Atividade de atingidos por barragens destaca conflitos internacionais envolvendo a água

A atividade autogestionada coordenada pelo Movimento dos Atingidos por Barragens (MAB) trouxe o debate sobre os conflitos e resistência contra a privatização da água.

Andreia Neiva, militante do MAB e ribeirinha do Rio Corrente (BA) falou do levante popular de Correntina para recuperar a água roubada pelo agronegócio.
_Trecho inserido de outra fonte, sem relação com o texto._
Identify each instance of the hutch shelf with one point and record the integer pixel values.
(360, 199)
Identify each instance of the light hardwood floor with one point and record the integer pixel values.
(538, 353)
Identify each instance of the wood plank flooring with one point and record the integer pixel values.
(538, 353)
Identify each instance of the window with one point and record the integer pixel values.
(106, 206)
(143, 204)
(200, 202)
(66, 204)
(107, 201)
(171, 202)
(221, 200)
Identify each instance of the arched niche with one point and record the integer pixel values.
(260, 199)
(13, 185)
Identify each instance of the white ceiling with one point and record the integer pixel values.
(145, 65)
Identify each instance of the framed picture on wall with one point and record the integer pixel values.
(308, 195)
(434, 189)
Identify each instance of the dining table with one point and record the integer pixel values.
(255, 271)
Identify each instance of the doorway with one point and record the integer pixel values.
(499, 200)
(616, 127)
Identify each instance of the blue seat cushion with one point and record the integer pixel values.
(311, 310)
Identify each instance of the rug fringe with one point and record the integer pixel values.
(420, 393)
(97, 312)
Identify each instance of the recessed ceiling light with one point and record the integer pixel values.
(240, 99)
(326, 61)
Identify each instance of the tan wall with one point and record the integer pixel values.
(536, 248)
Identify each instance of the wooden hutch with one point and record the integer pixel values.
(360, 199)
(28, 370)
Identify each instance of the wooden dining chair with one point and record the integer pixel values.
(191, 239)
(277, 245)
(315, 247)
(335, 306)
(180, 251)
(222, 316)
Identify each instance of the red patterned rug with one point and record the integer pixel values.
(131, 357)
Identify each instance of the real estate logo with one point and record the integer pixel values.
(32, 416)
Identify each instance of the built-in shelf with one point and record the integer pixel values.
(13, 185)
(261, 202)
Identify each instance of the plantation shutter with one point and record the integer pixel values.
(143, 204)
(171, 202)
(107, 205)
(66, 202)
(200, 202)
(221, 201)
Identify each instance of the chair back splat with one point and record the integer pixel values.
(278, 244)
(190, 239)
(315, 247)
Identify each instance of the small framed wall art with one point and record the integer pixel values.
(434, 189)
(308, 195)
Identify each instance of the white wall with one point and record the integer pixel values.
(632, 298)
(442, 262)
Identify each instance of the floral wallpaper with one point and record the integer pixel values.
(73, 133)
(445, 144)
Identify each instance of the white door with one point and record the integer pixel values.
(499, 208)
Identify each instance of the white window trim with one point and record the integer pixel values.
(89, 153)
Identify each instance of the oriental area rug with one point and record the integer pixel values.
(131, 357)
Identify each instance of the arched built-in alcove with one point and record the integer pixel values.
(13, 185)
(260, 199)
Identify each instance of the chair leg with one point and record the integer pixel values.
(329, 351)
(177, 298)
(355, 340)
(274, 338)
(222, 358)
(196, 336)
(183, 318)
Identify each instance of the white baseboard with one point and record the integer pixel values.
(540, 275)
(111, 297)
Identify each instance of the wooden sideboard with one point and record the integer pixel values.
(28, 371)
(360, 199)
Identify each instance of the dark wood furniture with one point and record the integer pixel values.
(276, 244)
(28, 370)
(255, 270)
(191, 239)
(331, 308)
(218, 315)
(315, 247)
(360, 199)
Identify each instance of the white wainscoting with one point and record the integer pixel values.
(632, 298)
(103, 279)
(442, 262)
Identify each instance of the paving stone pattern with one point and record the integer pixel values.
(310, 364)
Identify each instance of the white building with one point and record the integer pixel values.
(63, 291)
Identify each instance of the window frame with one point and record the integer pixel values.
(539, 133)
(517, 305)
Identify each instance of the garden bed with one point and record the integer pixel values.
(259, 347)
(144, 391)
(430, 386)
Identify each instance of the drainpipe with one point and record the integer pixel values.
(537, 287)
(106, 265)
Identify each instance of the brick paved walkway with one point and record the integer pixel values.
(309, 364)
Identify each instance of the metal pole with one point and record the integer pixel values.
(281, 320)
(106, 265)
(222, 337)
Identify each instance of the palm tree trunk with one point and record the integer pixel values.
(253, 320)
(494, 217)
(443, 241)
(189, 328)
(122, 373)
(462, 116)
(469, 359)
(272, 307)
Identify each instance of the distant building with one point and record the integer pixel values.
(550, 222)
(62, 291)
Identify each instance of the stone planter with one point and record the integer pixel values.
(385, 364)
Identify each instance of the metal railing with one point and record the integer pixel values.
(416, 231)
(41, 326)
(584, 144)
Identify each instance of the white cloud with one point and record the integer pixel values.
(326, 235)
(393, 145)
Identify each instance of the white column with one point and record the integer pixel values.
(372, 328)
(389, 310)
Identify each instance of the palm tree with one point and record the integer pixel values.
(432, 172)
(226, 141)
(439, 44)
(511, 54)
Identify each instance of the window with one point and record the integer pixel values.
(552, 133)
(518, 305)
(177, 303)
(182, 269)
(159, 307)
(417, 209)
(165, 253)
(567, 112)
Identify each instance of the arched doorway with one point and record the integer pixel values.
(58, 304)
Paloma Gomes, do Comitê Brasileiro de Defesa dos Direitos Humanos, trouxe o debate sobre a criminalização e a perseguição contra as lideranças nesse caso. “Existe um modus operandi do grande capital para reprimir as lutas sociais”, denunciou.

Thiago Alves, militante do MAB e morador de Barra Longa (MG), município que teve sua sede destruída pela lama da Samarco (Vale-BHP Billiton) trouxe a experiência de luta dos atingidos da bacia do Rio Doce, que estão sendo contaminados pela lama.

A mesa também contou com relatos de experiências internacionais.

Jesse, do Conselho Cívico de Organizações Populares e Indígenas de Honduras (COPINH), afirmou que, após o golpe em seu país, o governo aprofundou a privatização dos bens naturais e aumentou a militarização e a repressão contra os povos indígenas. Sua organização tem sofrido muita perseguição por defender as comunidades contra os grandes projetos, como o caso trágico do assassinato de Berta Cáceres e de muitas outras lideranças. “Desde 2009 foram mais de 123 assassinatos devido à defesa da água e dos territórios”, afirmou.

Daniel Ilário, da Grassroots, dos EUA, falou sobre a experiência de resistência contra os projetos de extração de petróleo e gás que envenenam as águas na costa oeste do país. “Para nós esta é uma questão local e global, pois as corporações do petróleo sequestraram nosso governos para benefício de poucos em detrimento do sistema sagrado da vida”.

Pedro Arrojo, deputado do Unidos Podemos e professor de economia da universidade de Saragoça (Espanha), destacou a necessidade da unidade dos movimentos e da luta para enfrentar essa temática.

“A estratégia central do capital é a privatização da água e a sua transformação em mercadoria. Para os povos do mundo, é uma questão de soberania e de sobrevivência defender a água como bem comum, mas para isso é necessário tanto fazer a denúncia em todos os espaços quanto o enfrentamento”, afirmou Moisés Borges, militante do MAB responsável pela coordenação do espaço.